After working in advertising for 15 years, Gerald Gladstone (1929–2005) decided to devote himself full-time to art. Although he had no formal art education, he had a major career that included a number of solo and group exhibitions. He is best known, however, for his numerous public art projects. For example, in 1972, he produced the fountain-sculpture Female Landscape, installed in the esplanade of Place Ville-Marie, in Montréal. Four years later, he created Universal Man, a 6.5-metre tall bronze sculpture, for the CN Tower in Toronto.
Artwork description
The artwork is situated at the entrance to La Ronde, on St. Helen’s Island. It is a fountain-sculpture composed of 31 reinforced concrete sails and a central support, as well as 48 rudders, also made of reinforced concrete and placed around the circumference of the central part. The sails and rudders are set vertically and on various inclines. They all converge toward the centre, where a water jet flows. The upper part of the work is formed of oblique shapes resembling leaves and pointing in different directions.

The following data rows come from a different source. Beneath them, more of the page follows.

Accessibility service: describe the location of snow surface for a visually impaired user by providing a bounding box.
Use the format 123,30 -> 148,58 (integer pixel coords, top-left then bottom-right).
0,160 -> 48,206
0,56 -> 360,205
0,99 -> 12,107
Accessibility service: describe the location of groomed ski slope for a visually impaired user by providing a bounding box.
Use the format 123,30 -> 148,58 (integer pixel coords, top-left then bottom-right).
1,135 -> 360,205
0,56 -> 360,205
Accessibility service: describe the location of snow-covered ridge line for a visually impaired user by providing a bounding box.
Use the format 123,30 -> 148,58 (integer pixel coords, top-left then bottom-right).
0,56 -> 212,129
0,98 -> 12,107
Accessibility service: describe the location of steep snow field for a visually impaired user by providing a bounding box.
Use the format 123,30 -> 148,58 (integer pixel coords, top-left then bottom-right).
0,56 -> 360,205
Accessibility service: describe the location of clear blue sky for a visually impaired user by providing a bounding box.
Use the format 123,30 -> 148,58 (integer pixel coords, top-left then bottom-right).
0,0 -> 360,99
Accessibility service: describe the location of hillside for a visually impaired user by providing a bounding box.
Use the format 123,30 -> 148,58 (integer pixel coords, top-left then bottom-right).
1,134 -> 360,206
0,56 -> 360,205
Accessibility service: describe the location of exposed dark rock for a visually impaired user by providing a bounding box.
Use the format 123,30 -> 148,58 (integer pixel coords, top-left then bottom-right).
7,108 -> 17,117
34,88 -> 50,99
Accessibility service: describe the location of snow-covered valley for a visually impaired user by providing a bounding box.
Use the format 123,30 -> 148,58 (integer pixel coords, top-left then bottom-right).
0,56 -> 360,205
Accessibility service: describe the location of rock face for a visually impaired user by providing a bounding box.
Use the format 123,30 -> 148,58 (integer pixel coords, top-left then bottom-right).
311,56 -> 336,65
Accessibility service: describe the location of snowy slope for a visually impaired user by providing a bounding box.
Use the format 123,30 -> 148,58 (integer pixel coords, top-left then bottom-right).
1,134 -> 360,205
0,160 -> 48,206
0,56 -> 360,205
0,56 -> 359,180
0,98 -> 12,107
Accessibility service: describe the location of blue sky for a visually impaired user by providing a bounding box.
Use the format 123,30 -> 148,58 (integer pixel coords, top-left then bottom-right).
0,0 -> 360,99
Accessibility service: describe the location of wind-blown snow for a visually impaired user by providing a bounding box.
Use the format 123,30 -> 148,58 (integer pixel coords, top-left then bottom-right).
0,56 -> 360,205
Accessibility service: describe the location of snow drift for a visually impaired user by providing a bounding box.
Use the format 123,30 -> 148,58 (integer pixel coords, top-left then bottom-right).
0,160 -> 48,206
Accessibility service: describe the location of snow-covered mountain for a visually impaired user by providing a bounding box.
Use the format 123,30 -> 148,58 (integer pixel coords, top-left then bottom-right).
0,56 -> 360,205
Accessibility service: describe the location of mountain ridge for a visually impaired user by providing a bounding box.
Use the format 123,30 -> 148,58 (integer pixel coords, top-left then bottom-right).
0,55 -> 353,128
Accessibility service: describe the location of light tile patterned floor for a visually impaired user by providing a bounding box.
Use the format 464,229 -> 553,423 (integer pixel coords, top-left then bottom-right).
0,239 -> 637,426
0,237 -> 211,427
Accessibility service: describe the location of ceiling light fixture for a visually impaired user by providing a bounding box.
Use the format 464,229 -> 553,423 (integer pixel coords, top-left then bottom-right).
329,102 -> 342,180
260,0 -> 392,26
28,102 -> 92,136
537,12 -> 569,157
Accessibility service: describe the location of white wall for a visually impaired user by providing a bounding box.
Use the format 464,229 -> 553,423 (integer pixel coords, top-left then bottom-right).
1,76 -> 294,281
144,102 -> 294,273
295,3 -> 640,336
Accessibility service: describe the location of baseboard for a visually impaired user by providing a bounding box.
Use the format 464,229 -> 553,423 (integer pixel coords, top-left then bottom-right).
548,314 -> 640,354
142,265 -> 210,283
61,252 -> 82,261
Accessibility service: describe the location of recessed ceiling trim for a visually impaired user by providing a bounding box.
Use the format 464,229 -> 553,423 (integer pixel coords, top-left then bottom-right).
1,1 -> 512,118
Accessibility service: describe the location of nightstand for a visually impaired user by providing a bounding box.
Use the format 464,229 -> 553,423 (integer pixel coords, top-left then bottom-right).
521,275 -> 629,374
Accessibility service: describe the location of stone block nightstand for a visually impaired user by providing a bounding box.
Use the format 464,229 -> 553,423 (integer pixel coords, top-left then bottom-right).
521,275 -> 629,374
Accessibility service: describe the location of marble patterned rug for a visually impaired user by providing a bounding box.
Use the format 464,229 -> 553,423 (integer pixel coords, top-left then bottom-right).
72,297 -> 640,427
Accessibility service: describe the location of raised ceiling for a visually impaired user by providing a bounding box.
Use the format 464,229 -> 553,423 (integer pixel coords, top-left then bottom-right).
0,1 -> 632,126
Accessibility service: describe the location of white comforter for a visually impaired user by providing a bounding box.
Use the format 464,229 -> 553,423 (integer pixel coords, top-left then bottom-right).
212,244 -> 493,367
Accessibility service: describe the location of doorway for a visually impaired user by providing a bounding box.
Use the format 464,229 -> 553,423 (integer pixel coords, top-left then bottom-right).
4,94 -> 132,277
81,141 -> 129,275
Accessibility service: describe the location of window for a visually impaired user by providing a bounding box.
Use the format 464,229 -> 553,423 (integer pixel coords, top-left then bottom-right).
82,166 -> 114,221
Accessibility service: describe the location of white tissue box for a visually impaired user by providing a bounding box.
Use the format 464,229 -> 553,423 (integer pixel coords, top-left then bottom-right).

The use and arrangement of ovoid forms, comparable to that of leaves and petals, earned this artwork the nickname Artichoke, although it is not related in anyway to the plant or organic world. In the artist’s view, it represents the elliptical curve described by Earth in its orbit around the Sun. This curve is here multiplied and “solidified” in a symbolic representation of our terrestrial world.
“Art is the giving of concrete form to what we feel and understand about the universe, as individuals and a society. The shapes thus created symbolically convey the abstract or complex realities that are revealed to us by, among other things, science.”